Aging Well Journal Newsletter – March 2015 Nutrition & Hydration

Nutrition & Hydration

How Do Nutrition and Hydration Needs Change with Age?

Older adults do not burn as many calories as do younger people. People’s appetite and digestive process slows down. But that does not mean that older adults do not need a good diet. Dietary needs become more important with age. Older people need vitamins, minerals and proteins just like they did when younger. Because they need fewer calories, the choice of nutrient-rich foods is very important.



To get the proper nutrients each day, your diet should include all four food groups: Dairy, meat, fruits and vegetables, and grains!


Barriers to Good Nutrition Habits

Ill-fitting dentures, illness, lessening sense of taste and smell, and low activity levels decrease healthy eating. The environment is also a factor. Noisy, poorly lit dining areas, uncomfortable seating and similar stresses reduce appetite.

 Senior women enjoying meal together at home

Food Choices Affect Weight

Eating well promotes energy, but too many of the wrong kinds of foods will cause weight gain or diseases such as Type 2 Diabetes and heart or joint problems.

According to the USDA, a woman over 50 who is not physically active needs about 1,600 calories each day. But if she is very active, she would need up to 2,200 calories each day. Men over 50 who are not physically active need about 2,000 calories and if physically active, up to 2,800 calories each day.


How Much Is On My Plate?

Here are some ways to see how much you are, or are not, eating!

Deck of cards = 3 ounces of meat or poultry

½ baseball = ½ cup of fruit, rice, pasta or ice cream

Baseball = 1 cup of salad greens

4 dice = 1 ½ ounces of cheese

Tip of your first finger = 1 teaspoon of butter

Ping pong ball = 2 tablespoons of peanut butter

Fist = 1 cup of flaked cereal or a baked potato

Compact disc or DVD = 1 pancake or tortilla



Do Older Adults Have Hydration Problems?

Yes. Did you know that the human body is mostly made of water? Water is important to control body temperature, cell health and blood flow. As people age, our bodies lose moisture, but we may not feel thirsty. A lack of water will cause a dry, sticky mouth, muscle weakness, dry/loose skin, constipation, confusion, dizziness, dark urine, headache and tiredness.

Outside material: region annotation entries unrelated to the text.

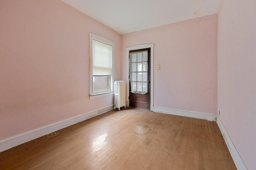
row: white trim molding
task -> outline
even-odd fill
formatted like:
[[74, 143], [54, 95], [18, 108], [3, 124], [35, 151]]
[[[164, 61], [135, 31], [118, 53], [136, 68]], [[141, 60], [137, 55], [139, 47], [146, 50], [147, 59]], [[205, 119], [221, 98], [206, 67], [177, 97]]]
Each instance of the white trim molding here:
[[114, 109], [114, 105], [93, 110], [0, 141], [0, 152]]
[[178, 110], [177, 109], [169, 109], [156, 106], [154, 107], [153, 111], [155, 112], [163, 113], [164, 113], [170, 114], [171, 115], [186, 116], [187, 117], [194, 117], [198, 119], [201, 119], [212, 121], [216, 120], [216, 115], [215, 115], [214, 114], [198, 112], [197, 111]]
[[220, 130], [221, 133], [224, 138], [224, 140], [226, 142], [228, 148], [230, 153], [231, 156], [233, 158], [233, 160], [238, 170], [247, 170], [246, 167], [244, 162], [243, 161], [242, 158], [239, 154], [239, 153], [236, 150], [236, 147], [232, 142], [231, 139], [228, 135], [228, 131], [226, 129], [225, 127], [223, 125], [220, 118], [218, 115], [217, 115], [217, 124], [219, 126], [219, 128]]
[[142, 44], [126, 48], [126, 106], [129, 107], [129, 51], [130, 50], [150, 48], [150, 111], [154, 106], [154, 44]]

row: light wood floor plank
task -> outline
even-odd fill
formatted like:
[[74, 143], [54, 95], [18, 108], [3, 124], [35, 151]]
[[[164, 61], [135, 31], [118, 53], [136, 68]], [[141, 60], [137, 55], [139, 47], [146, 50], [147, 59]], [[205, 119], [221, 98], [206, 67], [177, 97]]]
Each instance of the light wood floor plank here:
[[216, 122], [132, 108], [0, 153], [1, 170], [235, 170]]

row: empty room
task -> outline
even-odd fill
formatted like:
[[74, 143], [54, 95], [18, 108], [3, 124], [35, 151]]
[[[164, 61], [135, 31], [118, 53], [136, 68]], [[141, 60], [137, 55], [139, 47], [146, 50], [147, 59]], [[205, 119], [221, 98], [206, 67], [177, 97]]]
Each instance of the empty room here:
[[256, 169], [256, 7], [0, 0], [0, 169]]

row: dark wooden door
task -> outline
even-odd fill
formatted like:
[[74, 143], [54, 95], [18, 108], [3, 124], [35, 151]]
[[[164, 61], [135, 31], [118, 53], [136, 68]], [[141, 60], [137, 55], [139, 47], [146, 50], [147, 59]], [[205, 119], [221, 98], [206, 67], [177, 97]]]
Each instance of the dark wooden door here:
[[130, 51], [130, 106], [150, 109], [150, 49]]

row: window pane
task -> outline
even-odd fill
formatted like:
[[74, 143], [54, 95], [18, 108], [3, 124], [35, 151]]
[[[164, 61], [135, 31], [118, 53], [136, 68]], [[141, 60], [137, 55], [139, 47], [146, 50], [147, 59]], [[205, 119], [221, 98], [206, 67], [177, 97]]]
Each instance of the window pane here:
[[148, 82], [148, 73], [144, 72], [143, 73], [143, 82]]
[[142, 81], [142, 73], [141, 72], [138, 73], [138, 81], [139, 82]]
[[110, 92], [111, 76], [93, 76], [92, 91], [94, 93]]
[[148, 63], [143, 63], [142, 71], [148, 71]]

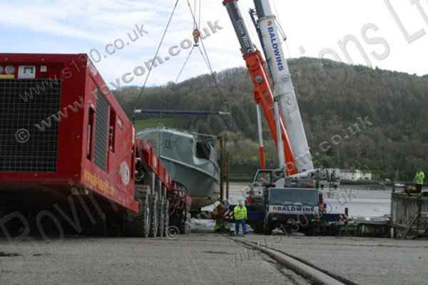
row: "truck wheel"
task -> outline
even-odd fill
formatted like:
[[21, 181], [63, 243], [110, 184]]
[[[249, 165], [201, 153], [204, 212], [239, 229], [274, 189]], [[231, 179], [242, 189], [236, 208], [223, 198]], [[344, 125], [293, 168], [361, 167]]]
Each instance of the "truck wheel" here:
[[180, 234], [188, 234], [190, 231], [189, 223], [190, 219], [190, 212], [188, 210], [187, 205], [183, 209], [183, 219], [180, 224]]
[[[136, 188], [136, 191], [138, 188]], [[148, 237], [150, 229], [150, 207], [148, 195], [140, 192], [138, 195], [138, 213], [130, 213], [125, 219], [125, 234], [126, 236]]]
[[165, 200], [163, 203], [163, 209], [165, 209], [165, 219], [163, 220], [163, 232], [162, 233], [163, 236], [168, 236], [167, 232], [169, 229], [169, 201]]
[[255, 224], [251, 226], [251, 229], [254, 231], [255, 234], [263, 234], [263, 224]]
[[150, 195], [148, 201], [150, 207], [150, 231], [148, 236], [156, 237], [158, 235], [158, 224], [159, 222], [159, 219], [158, 218], [158, 195]]
[[303, 234], [307, 236], [313, 236], [315, 235], [315, 229], [312, 226], [307, 228], [304, 230]]
[[272, 231], [273, 231], [272, 224], [269, 221], [265, 222], [265, 234], [268, 236], [272, 235]]
[[160, 197], [158, 203], [158, 236], [163, 236], [163, 227], [165, 226], [165, 199]]

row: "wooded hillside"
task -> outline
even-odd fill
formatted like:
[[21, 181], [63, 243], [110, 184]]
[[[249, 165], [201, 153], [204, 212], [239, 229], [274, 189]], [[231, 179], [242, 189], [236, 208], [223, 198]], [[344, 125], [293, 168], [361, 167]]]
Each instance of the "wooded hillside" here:
[[[289, 65], [317, 166], [372, 170], [379, 178], [391, 179], [399, 170], [402, 179], [411, 179], [418, 167], [428, 172], [428, 76], [310, 58], [292, 59]], [[253, 85], [244, 68], [223, 71], [217, 78], [221, 94], [210, 75], [148, 88], [136, 106], [138, 87], [115, 94], [128, 114], [134, 106], [229, 110], [230, 117], [158, 116], [138, 124], [160, 121], [203, 133], [227, 132], [235, 169], [250, 171], [258, 159]], [[265, 138], [273, 166], [275, 151], [266, 126]]]

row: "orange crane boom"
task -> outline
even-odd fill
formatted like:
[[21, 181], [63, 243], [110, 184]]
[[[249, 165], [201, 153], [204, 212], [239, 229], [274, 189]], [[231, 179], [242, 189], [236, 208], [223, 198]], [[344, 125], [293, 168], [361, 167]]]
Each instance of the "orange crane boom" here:
[[[297, 173], [295, 163], [295, 157], [291, 149], [287, 129], [284, 121], [280, 118], [279, 129], [281, 132], [280, 138], [277, 136], [277, 124], [275, 124], [275, 113], [274, 111], [273, 90], [270, 85], [270, 76], [265, 67], [265, 61], [260, 52], [257, 50], [251, 41], [250, 34], [245, 26], [245, 21], [241, 16], [237, 3], [238, 0], [224, 0], [223, 5], [228, 9], [228, 13], [238, 36], [241, 46], [241, 51], [247, 64], [247, 68], [254, 84], [254, 99], [258, 104], [261, 106], [265, 118], [269, 126], [270, 134], [277, 148], [281, 148], [280, 141], [283, 141], [284, 158], [285, 160], [285, 171], [287, 175], [294, 175]], [[260, 151], [260, 156], [263, 151]], [[261, 157], [262, 164], [264, 164], [264, 158]], [[262, 168], [264, 166], [262, 165]]]

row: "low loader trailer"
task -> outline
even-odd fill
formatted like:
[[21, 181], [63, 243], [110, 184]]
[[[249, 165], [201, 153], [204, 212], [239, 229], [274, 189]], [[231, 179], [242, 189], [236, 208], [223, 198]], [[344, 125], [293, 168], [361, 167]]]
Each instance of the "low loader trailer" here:
[[163, 236], [190, 204], [86, 54], [0, 54], [4, 234]]

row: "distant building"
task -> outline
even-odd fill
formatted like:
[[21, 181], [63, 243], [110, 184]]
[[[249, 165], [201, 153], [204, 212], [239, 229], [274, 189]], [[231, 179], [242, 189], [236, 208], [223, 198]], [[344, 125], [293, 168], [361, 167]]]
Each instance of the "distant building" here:
[[360, 169], [340, 169], [340, 176], [341, 180], [370, 181], [372, 180], [372, 172], [362, 171]]

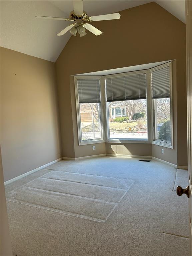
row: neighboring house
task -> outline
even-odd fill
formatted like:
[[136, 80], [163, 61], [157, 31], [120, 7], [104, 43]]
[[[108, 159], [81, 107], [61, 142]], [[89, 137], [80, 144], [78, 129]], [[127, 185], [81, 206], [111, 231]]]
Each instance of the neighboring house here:
[[142, 112], [139, 107], [139, 104], [129, 106], [123, 102], [111, 102], [109, 106], [109, 118], [115, 119], [116, 117], [128, 117], [129, 113], [131, 113], [132, 116], [135, 113]]

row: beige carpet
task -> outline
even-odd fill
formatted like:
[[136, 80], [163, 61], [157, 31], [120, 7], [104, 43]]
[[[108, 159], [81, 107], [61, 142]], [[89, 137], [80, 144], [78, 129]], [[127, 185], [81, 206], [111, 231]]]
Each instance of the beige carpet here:
[[105, 221], [133, 180], [52, 171], [7, 193], [8, 200]]
[[189, 254], [187, 172], [154, 161], [62, 161], [7, 185], [18, 256]]

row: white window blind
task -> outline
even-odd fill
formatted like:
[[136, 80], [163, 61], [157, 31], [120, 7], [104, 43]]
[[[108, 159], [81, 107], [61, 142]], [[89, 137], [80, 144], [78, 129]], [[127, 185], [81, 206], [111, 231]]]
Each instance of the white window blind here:
[[151, 72], [152, 98], [170, 97], [170, 70], [166, 67]]
[[101, 102], [99, 79], [77, 79], [79, 103]]
[[107, 102], [146, 99], [145, 74], [105, 79]]

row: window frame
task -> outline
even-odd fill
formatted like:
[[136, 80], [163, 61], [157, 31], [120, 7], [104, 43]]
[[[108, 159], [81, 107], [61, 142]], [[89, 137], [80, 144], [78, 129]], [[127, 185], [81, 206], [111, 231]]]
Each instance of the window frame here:
[[[149, 70], [150, 77], [151, 77], [151, 72], [153, 71], [160, 69], [166, 67], [169, 67], [170, 78], [170, 111], [171, 121], [171, 141], [170, 142], [163, 140], [160, 140], [157, 138], [157, 123], [156, 118], [156, 107], [155, 104], [155, 99], [153, 99], [151, 97], [152, 112], [152, 122], [151, 123], [152, 129], [152, 135], [153, 136], [152, 144], [154, 145], [161, 146], [173, 149], [173, 77], [172, 62], [169, 62], [167, 63], [163, 64], [157, 67], [155, 67], [150, 69]], [[152, 88], [151, 80], [150, 79], [150, 87]], [[151, 89], [151, 91], [152, 89]]]
[[[140, 143], [152, 144], [160, 146], [161, 147], [173, 149], [173, 78], [172, 78], [172, 61], [168, 61], [167, 62], [153, 68], [143, 69], [140, 70], [134, 71], [129, 72], [124, 72], [119, 74], [114, 74], [103, 76], [74, 76], [75, 94], [76, 102], [76, 109], [77, 128], [78, 131], [78, 140], [79, 145], [93, 144], [102, 142], [109, 143]], [[170, 102], [171, 110], [171, 142], [170, 143], [162, 143], [161, 140], [155, 140], [155, 126], [154, 122], [155, 118], [154, 116], [154, 100], [152, 98], [151, 81], [151, 72], [156, 70], [160, 69], [169, 66], [170, 67]], [[107, 107], [108, 103], [106, 100], [106, 92], [105, 79], [107, 78], [117, 77], [124, 76], [126, 75], [131, 75], [134, 74], [145, 74], [146, 82], [146, 101], [147, 113], [147, 124], [148, 139], [135, 139], [134, 140], [128, 139], [113, 139], [110, 137], [109, 126], [109, 113]], [[82, 140], [82, 133], [80, 114], [79, 104], [78, 100], [77, 80], [78, 79], [90, 79], [90, 78], [99, 79], [100, 82], [100, 91], [101, 94], [101, 103], [100, 111], [101, 116], [101, 132], [102, 138], [101, 139], [93, 139], [89, 140], [83, 141]], [[114, 109], [115, 113], [115, 109]], [[122, 112], [121, 109], [121, 113]], [[126, 113], [125, 116], [127, 115]]]
[[[77, 80], [79, 79], [98, 79], [99, 80], [100, 84], [100, 93], [101, 95], [101, 102], [98, 103], [100, 104], [100, 116], [101, 119], [101, 139], [93, 139], [87, 140], [82, 139], [82, 133], [81, 131], [81, 113], [80, 112], [80, 104], [79, 103], [78, 98], [78, 89], [77, 86]], [[102, 85], [101, 82], [101, 77], [96, 76], [83, 76], [74, 77], [74, 82], [75, 83], [75, 101], [76, 103], [76, 111], [77, 115], [77, 129], [78, 131], [78, 142], [79, 145], [88, 145], [97, 143], [101, 143], [105, 142], [105, 136], [103, 132], [103, 111], [102, 107], [102, 94], [101, 93]]]
[[105, 122], [106, 123], [106, 127], [107, 131], [106, 131], [106, 142], [115, 142], [119, 143], [151, 143], [151, 136], [150, 135], [151, 133], [151, 127], [150, 124], [151, 123], [151, 117], [150, 114], [150, 111], [149, 110], [149, 107], [148, 106], [150, 106], [150, 90], [149, 90], [149, 86], [148, 85], [149, 84], [149, 75], [148, 70], [144, 69], [141, 70], [138, 70], [136, 71], [133, 71], [130, 72], [127, 72], [124, 73], [121, 73], [120, 74], [115, 74], [112, 75], [108, 75], [106, 76], [104, 76], [103, 77], [104, 80], [104, 86], [105, 89], [105, 79], [107, 78], [111, 78], [113, 77], [119, 77], [122, 76], [131, 76], [133, 74], [139, 75], [142, 74], [145, 74], [146, 75], [146, 95], [147, 101], [147, 139], [135, 139], [134, 140], [129, 139], [123, 138], [110, 138], [110, 133], [109, 130], [109, 111], [108, 107], [108, 102], [106, 101], [105, 93], [105, 92], [104, 99], [105, 99], [105, 112], [106, 113], [106, 118], [105, 119]]

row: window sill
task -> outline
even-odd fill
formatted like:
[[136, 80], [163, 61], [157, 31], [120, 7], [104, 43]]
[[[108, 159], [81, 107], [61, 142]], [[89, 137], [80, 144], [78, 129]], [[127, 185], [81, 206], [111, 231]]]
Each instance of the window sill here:
[[170, 143], [161, 143], [158, 140], [154, 140], [152, 141], [152, 144], [153, 144], [154, 145], [160, 146], [161, 147], [164, 147], [165, 148], [171, 148], [172, 149], [173, 149], [173, 146]]
[[105, 142], [104, 140], [91, 140], [89, 141], [85, 141], [83, 142], [79, 142], [79, 146], [83, 145], [88, 145], [89, 144], [96, 144], [98, 143], [104, 143]]
[[135, 139], [133, 140], [123, 140], [120, 139], [109, 139], [108, 140], [106, 141], [105, 142], [106, 143], [147, 143], [151, 144], [151, 142], [149, 141], [148, 140], [140, 140], [140, 139]]

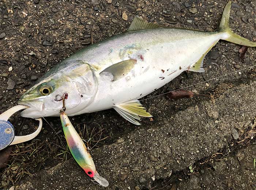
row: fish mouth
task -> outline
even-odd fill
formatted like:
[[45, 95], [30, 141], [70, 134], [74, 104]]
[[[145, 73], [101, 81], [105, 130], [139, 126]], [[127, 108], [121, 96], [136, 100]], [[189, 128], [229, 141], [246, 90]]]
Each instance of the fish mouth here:
[[[36, 101], [36, 104], [38, 103], [41, 104], [41, 106], [36, 107], [35, 106], [34, 103], [32, 102], [27, 102], [19, 100], [18, 102], [18, 104], [19, 105], [24, 105], [29, 106], [28, 108], [23, 110], [20, 113], [20, 115], [22, 116], [25, 118], [32, 118], [33, 119], [39, 118], [41, 117], [41, 114], [39, 113], [43, 110], [42, 109], [42, 103]], [[39, 108], [39, 109], [38, 109]]]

If your doctor has not limited your fluids for heart or kidney disease, you should drink at least 1,500 cc of fluid per day, or about 6 ½ cups.

Even if you are incontinent you should keep drinking water. Try to drink water during the day, but not in the evening, so you will be dry overnight.

 Water flowing and splashing from a glass bottle

Increase Your Fiber!

If you are constipated, increase the fiber in your diet. Fiber rich foods include whole-grain breads and cereals, whole fruit, cooked dry beans. Leave the skins on your fruit and vegetables for added fiber. But add fiber slowly, because fiber increases gas!


Reduce Your Salt!

People with high blood pressure should reduce salt intake. You probably get all the salt you need in your regular diet. Try not to add salt when cooking or at the table. And, look for “low-sodium” products at the store.

St. Patrick’s Day is Tuesday, March 17…Top O’ The Morning to You!